The impact of Allister’s vote on the DUP leadership seems to have spooked them beyond the strength of the actual vote itself. This is hardly surprising because there are many senior figures in the DUP who privately sympathise with Allister and are acting as fifth columnists inside the party.
But the issue facing Peter Robinson and those around him is whether they will allow the agenda for their party and those who elect them to be set by Allister or will they show the leadership that Paisley snr displayed and lead from the front.
There is no other way forward for unionists and nationalists other than what has been agreed in the Good Friday Agreement.
A lot of progress has been made and Ireland and the north of Ireland is in a much better place than it was a decade ago.
It is surprising that the DUP have decided to dig in on the issue of the transfer of policing and justice powers because both Sinn Fein and the DUP have accepted that they will forego ministerial responsibility in the first term.
It is also surprising that Peter Robinson is hiding behind the cost of running the ministry when in fact the issue is about politics not money.
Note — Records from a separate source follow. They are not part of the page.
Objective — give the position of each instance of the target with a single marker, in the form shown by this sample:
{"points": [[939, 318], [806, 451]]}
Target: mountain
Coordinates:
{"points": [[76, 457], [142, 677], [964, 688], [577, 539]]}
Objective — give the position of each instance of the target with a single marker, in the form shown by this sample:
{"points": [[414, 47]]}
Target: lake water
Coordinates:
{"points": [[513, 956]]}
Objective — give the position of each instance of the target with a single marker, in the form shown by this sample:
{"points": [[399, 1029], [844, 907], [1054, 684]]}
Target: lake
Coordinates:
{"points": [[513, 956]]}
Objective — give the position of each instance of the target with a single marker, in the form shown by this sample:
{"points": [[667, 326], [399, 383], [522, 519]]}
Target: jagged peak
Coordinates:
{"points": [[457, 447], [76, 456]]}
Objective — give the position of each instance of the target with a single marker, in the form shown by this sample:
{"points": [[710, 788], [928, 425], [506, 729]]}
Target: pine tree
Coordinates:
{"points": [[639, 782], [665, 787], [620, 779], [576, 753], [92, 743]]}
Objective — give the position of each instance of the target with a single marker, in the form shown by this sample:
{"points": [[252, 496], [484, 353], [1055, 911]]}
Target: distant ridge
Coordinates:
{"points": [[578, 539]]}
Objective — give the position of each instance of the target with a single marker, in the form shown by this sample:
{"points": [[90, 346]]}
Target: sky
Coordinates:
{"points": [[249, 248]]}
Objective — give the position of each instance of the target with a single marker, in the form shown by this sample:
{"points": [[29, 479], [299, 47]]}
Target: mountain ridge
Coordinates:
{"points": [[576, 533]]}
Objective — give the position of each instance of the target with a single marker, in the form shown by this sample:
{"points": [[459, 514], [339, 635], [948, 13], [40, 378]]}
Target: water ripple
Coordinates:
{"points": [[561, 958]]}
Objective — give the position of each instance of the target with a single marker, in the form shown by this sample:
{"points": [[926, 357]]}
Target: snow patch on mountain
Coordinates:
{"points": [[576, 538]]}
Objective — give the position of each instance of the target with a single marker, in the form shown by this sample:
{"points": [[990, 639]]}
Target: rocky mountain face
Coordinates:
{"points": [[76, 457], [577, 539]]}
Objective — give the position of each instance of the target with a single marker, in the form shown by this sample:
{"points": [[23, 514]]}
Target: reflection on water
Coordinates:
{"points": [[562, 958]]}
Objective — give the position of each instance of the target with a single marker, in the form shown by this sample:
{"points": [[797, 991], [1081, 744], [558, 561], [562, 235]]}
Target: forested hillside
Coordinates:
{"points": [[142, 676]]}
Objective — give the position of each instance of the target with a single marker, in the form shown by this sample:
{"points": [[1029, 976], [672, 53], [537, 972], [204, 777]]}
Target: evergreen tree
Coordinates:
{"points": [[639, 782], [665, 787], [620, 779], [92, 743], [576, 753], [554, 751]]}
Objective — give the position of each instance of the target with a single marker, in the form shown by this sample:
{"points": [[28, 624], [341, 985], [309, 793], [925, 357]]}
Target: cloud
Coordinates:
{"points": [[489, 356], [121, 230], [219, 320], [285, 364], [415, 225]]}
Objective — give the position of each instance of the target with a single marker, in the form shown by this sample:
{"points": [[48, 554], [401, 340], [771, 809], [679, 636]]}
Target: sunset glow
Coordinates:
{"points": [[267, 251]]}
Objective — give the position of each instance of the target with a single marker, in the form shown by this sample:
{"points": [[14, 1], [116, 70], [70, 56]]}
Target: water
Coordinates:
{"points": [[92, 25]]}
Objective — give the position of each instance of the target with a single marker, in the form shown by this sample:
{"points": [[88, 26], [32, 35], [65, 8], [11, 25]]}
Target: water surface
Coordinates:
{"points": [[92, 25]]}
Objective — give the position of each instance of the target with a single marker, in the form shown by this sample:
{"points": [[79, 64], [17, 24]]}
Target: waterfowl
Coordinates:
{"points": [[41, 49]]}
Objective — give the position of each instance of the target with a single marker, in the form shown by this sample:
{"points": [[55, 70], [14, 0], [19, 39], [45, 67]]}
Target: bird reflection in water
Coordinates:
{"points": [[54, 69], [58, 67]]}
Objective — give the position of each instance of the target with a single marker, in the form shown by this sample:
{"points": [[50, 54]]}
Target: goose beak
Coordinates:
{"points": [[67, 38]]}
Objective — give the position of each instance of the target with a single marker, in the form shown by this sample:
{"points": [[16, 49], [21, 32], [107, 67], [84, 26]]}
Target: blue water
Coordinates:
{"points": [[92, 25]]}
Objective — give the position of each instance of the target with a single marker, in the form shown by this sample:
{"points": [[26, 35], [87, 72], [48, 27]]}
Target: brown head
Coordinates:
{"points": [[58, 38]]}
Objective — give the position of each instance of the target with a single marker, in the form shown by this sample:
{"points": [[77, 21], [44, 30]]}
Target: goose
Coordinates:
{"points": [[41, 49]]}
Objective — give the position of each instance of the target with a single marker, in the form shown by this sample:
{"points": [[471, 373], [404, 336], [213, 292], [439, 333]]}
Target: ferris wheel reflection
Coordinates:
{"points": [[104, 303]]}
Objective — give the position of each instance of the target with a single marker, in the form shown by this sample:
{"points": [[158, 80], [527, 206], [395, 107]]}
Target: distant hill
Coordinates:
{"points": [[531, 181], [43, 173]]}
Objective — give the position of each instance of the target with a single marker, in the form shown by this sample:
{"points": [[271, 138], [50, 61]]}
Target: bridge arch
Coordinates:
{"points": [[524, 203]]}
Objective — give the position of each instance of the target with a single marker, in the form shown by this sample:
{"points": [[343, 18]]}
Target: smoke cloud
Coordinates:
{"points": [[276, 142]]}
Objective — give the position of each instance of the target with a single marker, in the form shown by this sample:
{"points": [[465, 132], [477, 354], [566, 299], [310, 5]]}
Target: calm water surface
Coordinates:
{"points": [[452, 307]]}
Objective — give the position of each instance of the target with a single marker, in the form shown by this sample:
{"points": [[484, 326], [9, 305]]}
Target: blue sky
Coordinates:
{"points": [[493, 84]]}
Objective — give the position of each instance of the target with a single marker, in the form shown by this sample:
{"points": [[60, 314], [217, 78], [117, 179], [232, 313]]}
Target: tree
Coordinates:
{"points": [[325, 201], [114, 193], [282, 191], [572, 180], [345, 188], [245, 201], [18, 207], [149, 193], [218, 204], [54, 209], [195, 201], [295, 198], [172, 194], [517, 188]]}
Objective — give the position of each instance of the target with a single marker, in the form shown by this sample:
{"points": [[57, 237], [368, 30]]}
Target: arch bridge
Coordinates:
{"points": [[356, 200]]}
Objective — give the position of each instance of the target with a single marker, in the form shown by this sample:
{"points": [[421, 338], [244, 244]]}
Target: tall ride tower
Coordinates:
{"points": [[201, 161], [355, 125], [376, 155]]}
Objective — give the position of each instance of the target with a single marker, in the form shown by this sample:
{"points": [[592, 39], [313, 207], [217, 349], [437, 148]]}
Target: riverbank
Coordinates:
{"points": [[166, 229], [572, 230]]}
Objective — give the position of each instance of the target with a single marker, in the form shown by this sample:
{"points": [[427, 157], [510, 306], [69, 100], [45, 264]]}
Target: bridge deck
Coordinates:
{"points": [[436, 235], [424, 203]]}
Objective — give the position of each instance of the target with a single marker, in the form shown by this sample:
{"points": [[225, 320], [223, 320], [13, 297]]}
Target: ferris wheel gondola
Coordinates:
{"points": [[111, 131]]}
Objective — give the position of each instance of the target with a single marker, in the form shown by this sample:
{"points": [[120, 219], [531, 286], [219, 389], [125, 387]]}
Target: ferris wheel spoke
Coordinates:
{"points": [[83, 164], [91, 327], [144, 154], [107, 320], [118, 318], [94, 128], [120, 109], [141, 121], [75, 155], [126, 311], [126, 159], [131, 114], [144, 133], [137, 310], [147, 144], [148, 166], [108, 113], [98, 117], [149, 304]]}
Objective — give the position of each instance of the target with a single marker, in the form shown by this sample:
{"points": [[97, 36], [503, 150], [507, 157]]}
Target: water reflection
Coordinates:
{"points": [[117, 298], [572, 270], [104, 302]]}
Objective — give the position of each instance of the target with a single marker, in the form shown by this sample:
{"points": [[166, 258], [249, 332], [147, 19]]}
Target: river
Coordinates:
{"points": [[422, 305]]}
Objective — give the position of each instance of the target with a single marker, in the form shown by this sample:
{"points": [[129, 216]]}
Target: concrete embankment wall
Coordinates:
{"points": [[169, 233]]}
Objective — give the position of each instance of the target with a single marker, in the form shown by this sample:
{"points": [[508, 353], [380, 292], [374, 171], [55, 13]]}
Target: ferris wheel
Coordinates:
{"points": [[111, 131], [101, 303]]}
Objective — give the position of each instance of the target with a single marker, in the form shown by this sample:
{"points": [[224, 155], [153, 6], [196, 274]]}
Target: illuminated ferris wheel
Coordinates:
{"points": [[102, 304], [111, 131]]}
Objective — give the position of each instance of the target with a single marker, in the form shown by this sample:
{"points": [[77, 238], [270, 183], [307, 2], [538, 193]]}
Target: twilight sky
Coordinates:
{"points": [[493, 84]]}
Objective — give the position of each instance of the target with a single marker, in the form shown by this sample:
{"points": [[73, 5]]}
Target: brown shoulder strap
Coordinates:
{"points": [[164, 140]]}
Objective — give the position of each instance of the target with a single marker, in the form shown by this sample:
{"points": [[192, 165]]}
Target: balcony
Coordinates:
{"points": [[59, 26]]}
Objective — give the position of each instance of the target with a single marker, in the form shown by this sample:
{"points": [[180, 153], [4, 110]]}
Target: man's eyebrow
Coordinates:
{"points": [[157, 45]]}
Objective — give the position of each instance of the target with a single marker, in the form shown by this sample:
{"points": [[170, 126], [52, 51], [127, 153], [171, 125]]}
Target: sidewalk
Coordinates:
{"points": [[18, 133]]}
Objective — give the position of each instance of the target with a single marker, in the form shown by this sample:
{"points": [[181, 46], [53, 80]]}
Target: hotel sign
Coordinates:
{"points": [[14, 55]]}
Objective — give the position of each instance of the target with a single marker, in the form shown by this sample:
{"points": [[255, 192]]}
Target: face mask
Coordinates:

Co-opting David Cameron and Sir Reg Empey to support his argument is a delaying tactic which Cameron seems keen to play.
He presumably has his eye on the next Westminster election and the possibility of a hung parliament when the DUP’s votes at Westminster might come to his assistance.
Cameron would do well to get a crash course in Irish history and particularly the part in that history where British prime ministers played the unionist card for their own narrow agenda and the people of this country suffered as a result.
Peter Robinson is at the same cross-roads where Terence O’Neill stood. The circumstances are not the same. The last 40 years of political conflict has made Robinson’s job easier not harder.
He needs to steady himself and those around him and see Allister off or risk his own political demise.